Cependant la fortune de la France se soutenant d’abord si heureusement du côté de l’Allemagne, on présumait que le maréchal de Villars la pousserait encore plus loin avec cette impétuosité qui déconcerterait la lenteur allemande : mais ce même caractère qui en faisait un chef redoutable, le rendait incompatible avec l’électeur de Bavière. Le roi voulait qu’un général ne fût fier qu’avec l’ennemi ; et l’électeur de Bavière fut assez malheureux pour demander un autre maréchal de France.
Villars lui-même, fatigué des petites intrigues d’une cour orageuse et intéressée, des irrésolutions de l’électeur, et plus encore des lettres du ministre d’Etat Chamillart, plein de prévention contre lui comme d’ignorance, demanda au roi sa retraite. Ce fut la seule récompense qu’il eut des opérations de guerre les plus savantes, et d’une bataille gagnée. Chamilliart, pour le malheur de la France, l’envoya dans le fond des Cévennes réprimer des paysans fanatiques, et il ôta aux armées françaises le seul général qui pût alors, ainsi que le duc de Vendôme, leur inspirer un courage invincible. On parlera de ces fanatiques dans le chapitre de la religion ; Louis XIV avait alors des ennemis plus terribles, plus heureux, et plus irréconciliables que ces habitants des Cévennes.
1 – Père de Frédéric II. (G.A.)
2 – Voltaire, tout à la tactique prussienne, se montre ici peu favorable à l’usage de la baïonnette, qui devint pourtant l’arme française par excellence le jour où on laissa plus d’initiative individuelle au soldat pendant la bataille. (G.A.)

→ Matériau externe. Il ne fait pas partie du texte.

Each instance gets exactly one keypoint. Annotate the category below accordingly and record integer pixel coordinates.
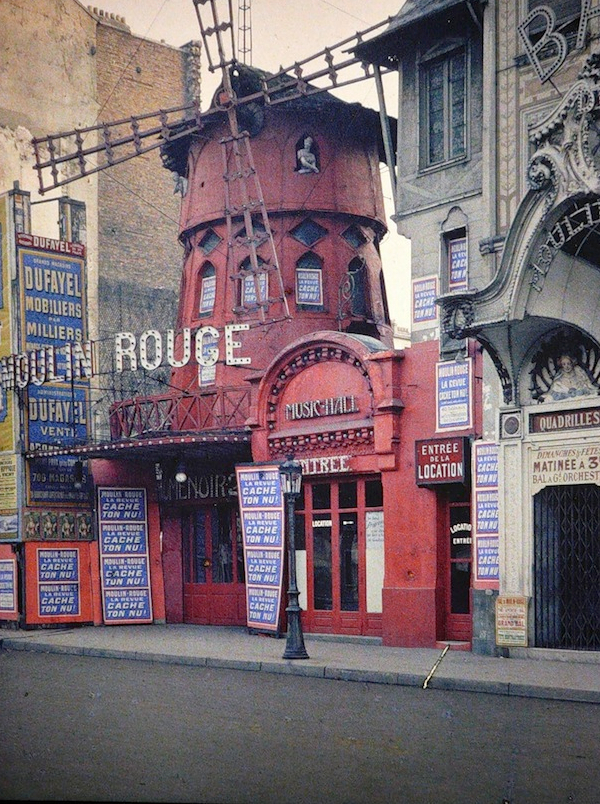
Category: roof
(414, 14)
(418, 10)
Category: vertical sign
(457, 264)
(485, 501)
(53, 315)
(454, 395)
(58, 582)
(309, 286)
(124, 557)
(424, 294)
(262, 515)
(8, 586)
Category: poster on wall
(485, 502)
(262, 517)
(453, 391)
(424, 308)
(124, 556)
(8, 587)
(58, 582)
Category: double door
(336, 520)
(213, 566)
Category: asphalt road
(94, 729)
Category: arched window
(309, 282)
(253, 293)
(208, 287)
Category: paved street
(98, 729)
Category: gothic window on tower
(566, 15)
(254, 287)
(209, 242)
(354, 236)
(208, 287)
(444, 109)
(455, 259)
(357, 272)
(309, 282)
(308, 232)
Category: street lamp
(290, 474)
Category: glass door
(213, 568)
(332, 518)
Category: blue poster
(58, 565)
(453, 391)
(262, 518)
(457, 258)
(58, 599)
(485, 501)
(124, 556)
(309, 286)
(486, 511)
(425, 292)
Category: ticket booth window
(332, 517)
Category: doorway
(213, 566)
(566, 567)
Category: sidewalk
(566, 676)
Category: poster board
(124, 556)
(262, 516)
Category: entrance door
(213, 589)
(458, 537)
(334, 517)
(566, 567)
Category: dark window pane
(222, 552)
(299, 534)
(199, 574)
(373, 493)
(348, 562)
(348, 495)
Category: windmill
(67, 156)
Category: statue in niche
(571, 380)
(306, 158)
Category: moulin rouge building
(282, 347)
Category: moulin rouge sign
(551, 39)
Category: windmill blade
(67, 156)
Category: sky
(283, 32)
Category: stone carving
(565, 368)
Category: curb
(438, 682)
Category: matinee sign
(548, 52)
(441, 460)
(124, 557)
(262, 516)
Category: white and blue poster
(53, 321)
(58, 582)
(309, 286)
(457, 259)
(454, 395)
(8, 586)
(124, 556)
(485, 502)
(424, 308)
(262, 517)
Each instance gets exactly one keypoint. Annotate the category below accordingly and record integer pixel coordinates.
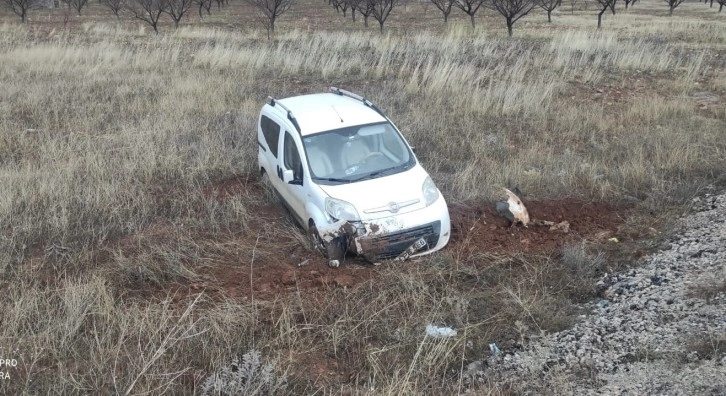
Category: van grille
(390, 246)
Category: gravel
(660, 328)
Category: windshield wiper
(333, 179)
(372, 175)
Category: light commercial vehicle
(349, 177)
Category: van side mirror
(288, 176)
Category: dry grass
(106, 133)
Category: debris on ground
(440, 332)
(513, 209)
(563, 226)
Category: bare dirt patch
(269, 257)
(478, 228)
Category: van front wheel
(332, 250)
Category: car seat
(353, 152)
(319, 162)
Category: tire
(316, 242)
(332, 250)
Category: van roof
(327, 111)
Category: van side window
(271, 132)
(292, 157)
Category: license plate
(418, 245)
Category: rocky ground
(660, 328)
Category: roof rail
(349, 94)
(274, 102)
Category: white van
(349, 178)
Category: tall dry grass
(105, 133)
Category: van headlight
(341, 210)
(430, 192)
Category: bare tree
(672, 4)
(365, 7)
(512, 10)
(148, 11)
(76, 4)
(270, 10)
(341, 5)
(470, 7)
(114, 5)
(549, 6)
(204, 5)
(177, 9)
(353, 4)
(604, 5)
(445, 7)
(21, 7)
(381, 9)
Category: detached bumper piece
(391, 246)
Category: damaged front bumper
(378, 241)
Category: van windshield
(356, 153)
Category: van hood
(383, 196)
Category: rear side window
(271, 132)
(292, 157)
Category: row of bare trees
(511, 10)
(151, 11)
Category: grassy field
(129, 189)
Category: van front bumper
(394, 237)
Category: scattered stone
(639, 339)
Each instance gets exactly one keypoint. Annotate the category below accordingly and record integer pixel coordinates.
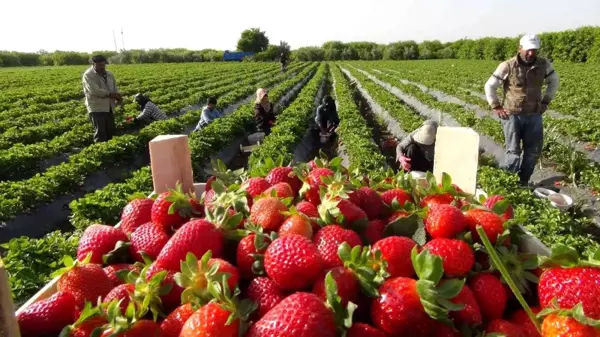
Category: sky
(88, 25)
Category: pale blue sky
(88, 25)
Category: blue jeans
(528, 129)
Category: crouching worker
(149, 111)
(416, 151)
(264, 114)
(326, 117)
(209, 113)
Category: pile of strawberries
(317, 250)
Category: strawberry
(364, 330)
(328, 240)
(290, 269)
(505, 327)
(490, 295)
(196, 237)
(266, 212)
(47, 317)
(136, 213)
(265, 293)
(492, 224)
(99, 240)
(172, 325)
(445, 221)
(396, 252)
(150, 239)
(298, 315)
(457, 256)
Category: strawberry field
(233, 248)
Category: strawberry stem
(500, 266)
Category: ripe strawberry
(266, 212)
(256, 186)
(86, 282)
(328, 240)
(347, 283)
(298, 315)
(364, 330)
(445, 221)
(150, 239)
(136, 213)
(396, 250)
(285, 175)
(505, 327)
(457, 256)
(490, 295)
(265, 293)
(282, 190)
(566, 326)
(493, 200)
(492, 223)
(48, 316)
(290, 269)
(172, 325)
(196, 237)
(296, 224)
(99, 240)
(374, 231)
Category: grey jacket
(96, 91)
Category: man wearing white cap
(415, 152)
(523, 104)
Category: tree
(253, 40)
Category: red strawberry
(328, 240)
(265, 293)
(266, 212)
(136, 213)
(370, 202)
(298, 315)
(293, 262)
(48, 316)
(196, 237)
(172, 325)
(256, 186)
(396, 250)
(493, 200)
(150, 239)
(86, 283)
(99, 240)
(285, 175)
(457, 256)
(490, 295)
(445, 221)
(505, 327)
(492, 223)
(364, 330)
(374, 231)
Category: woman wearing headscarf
(264, 114)
(416, 151)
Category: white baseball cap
(530, 42)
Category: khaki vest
(523, 86)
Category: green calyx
(369, 267)
(435, 297)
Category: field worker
(523, 104)
(264, 114)
(149, 111)
(416, 151)
(101, 95)
(327, 118)
(209, 113)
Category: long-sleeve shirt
(501, 75)
(97, 89)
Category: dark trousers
(104, 125)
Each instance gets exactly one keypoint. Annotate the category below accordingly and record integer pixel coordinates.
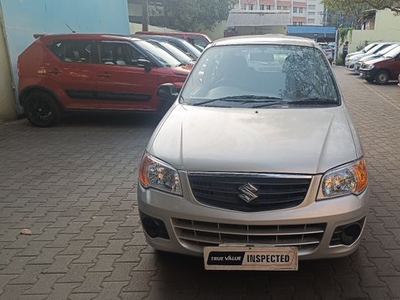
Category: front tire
(382, 77)
(41, 109)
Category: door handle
(104, 75)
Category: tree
(350, 6)
(192, 15)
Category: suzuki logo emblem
(249, 192)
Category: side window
(121, 54)
(73, 51)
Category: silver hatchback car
(257, 163)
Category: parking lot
(74, 188)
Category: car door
(71, 72)
(124, 83)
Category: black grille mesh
(273, 193)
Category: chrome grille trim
(202, 234)
(231, 190)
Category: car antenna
(73, 31)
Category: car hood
(302, 141)
(370, 57)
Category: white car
(255, 166)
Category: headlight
(348, 179)
(154, 173)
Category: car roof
(265, 39)
(83, 36)
(157, 37)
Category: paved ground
(74, 187)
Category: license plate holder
(251, 258)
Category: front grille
(306, 237)
(272, 192)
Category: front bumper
(186, 226)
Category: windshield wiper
(242, 99)
(313, 101)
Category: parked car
(255, 166)
(382, 69)
(181, 44)
(95, 72)
(173, 50)
(355, 58)
(363, 50)
(199, 40)
(380, 53)
(328, 50)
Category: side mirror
(144, 63)
(167, 91)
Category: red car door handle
(104, 75)
(54, 71)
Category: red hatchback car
(93, 72)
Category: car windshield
(387, 49)
(368, 47)
(193, 50)
(393, 53)
(178, 54)
(164, 58)
(261, 76)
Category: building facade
(302, 12)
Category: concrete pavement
(74, 187)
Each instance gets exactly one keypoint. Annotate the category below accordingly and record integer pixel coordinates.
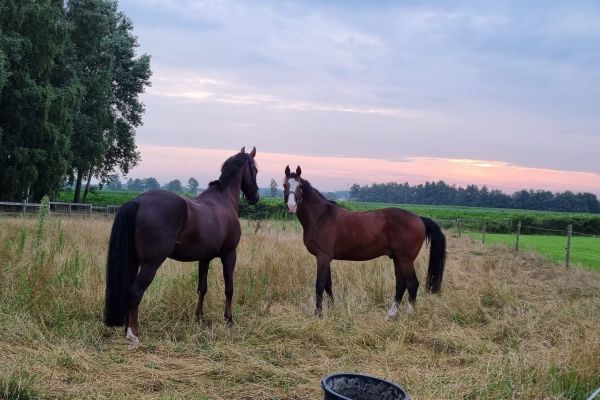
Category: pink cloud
(330, 173)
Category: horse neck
(311, 209)
(234, 187)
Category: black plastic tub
(348, 386)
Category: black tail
(121, 255)
(437, 255)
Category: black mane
(229, 168)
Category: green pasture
(585, 251)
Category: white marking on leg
(131, 337)
(393, 311)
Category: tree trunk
(87, 186)
(77, 196)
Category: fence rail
(481, 226)
(460, 224)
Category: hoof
(134, 340)
(392, 312)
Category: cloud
(512, 81)
(196, 87)
(330, 173)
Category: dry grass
(505, 326)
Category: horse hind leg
(228, 262)
(202, 288)
(136, 292)
(412, 283)
(400, 289)
(328, 286)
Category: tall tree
(37, 96)
(193, 185)
(273, 188)
(111, 78)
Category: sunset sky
(499, 93)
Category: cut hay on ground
(505, 326)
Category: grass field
(585, 251)
(505, 326)
(500, 220)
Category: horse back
(369, 234)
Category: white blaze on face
(292, 206)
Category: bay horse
(334, 233)
(160, 224)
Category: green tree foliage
(111, 80)
(114, 182)
(69, 94)
(37, 96)
(151, 184)
(135, 184)
(440, 193)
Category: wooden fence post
(569, 233)
(518, 235)
(484, 229)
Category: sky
(503, 93)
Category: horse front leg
(203, 266)
(323, 274)
(136, 292)
(400, 289)
(228, 267)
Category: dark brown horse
(333, 233)
(160, 224)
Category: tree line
(440, 193)
(144, 184)
(70, 81)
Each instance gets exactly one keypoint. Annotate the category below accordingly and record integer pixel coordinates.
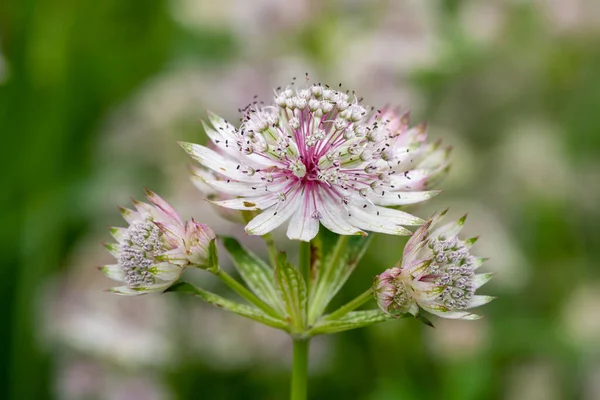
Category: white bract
(318, 156)
(437, 274)
(153, 251)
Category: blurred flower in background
(94, 97)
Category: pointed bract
(436, 275)
(154, 249)
(318, 156)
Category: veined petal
(128, 291)
(118, 233)
(481, 279)
(114, 272)
(113, 248)
(451, 229)
(218, 163)
(130, 216)
(166, 271)
(410, 250)
(249, 203)
(163, 206)
(392, 215)
(401, 198)
(444, 312)
(304, 225)
(414, 179)
(270, 219)
(333, 217)
(375, 223)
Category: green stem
(304, 261)
(245, 293)
(272, 248)
(351, 305)
(300, 370)
(318, 302)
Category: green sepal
(292, 291)
(257, 274)
(353, 320)
(424, 320)
(335, 270)
(237, 308)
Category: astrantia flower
(319, 156)
(199, 178)
(153, 251)
(437, 274)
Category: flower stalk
(351, 305)
(299, 386)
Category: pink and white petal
(452, 229)
(118, 233)
(333, 216)
(374, 223)
(396, 216)
(235, 188)
(401, 198)
(166, 272)
(477, 301)
(176, 256)
(481, 279)
(273, 217)
(443, 312)
(113, 248)
(249, 203)
(428, 292)
(129, 215)
(416, 269)
(417, 239)
(415, 179)
(478, 262)
(303, 225)
(114, 272)
(218, 163)
(128, 291)
(173, 234)
(163, 206)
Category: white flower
(153, 251)
(437, 274)
(319, 156)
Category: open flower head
(154, 249)
(437, 274)
(318, 156)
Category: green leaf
(334, 272)
(255, 272)
(352, 320)
(292, 289)
(320, 247)
(221, 302)
(424, 320)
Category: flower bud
(437, 274)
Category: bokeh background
(94, 94)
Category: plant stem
(272, 248)
(318, 303)
(351, 305)
(245, 293)
(304, 261)
(300, 370)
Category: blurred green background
(94, 94)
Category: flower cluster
(437, 274)
(318, 156)
(153, 251)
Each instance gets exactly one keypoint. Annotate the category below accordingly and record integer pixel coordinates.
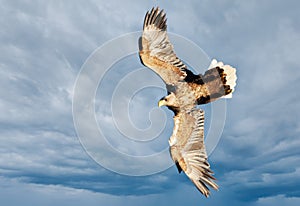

3 – Dans le 3e Discours sur l’homme, DE L’ENVIE, Voltaire dit :
J’ai vu des courtisans, ivres de fausse gloire,
Détester dans Villars l’éclat de la victoire.
Ils haussaient le bras qui faisait leur appui ;
Il combattait pour eux, ils parlaient contre lui.
Ce héros eut raison quand, cherchant les batailles,
Il disait à Louis : « Je ne crains que Versailles ;
Contre vos ennemis je marche sans effroi :
Défendez-moi des miens ; ils sont près de mon roi. »
4 – Villars voulait gagner Vienne. La mobilité de l’électeur empêcha tout. (G.A.)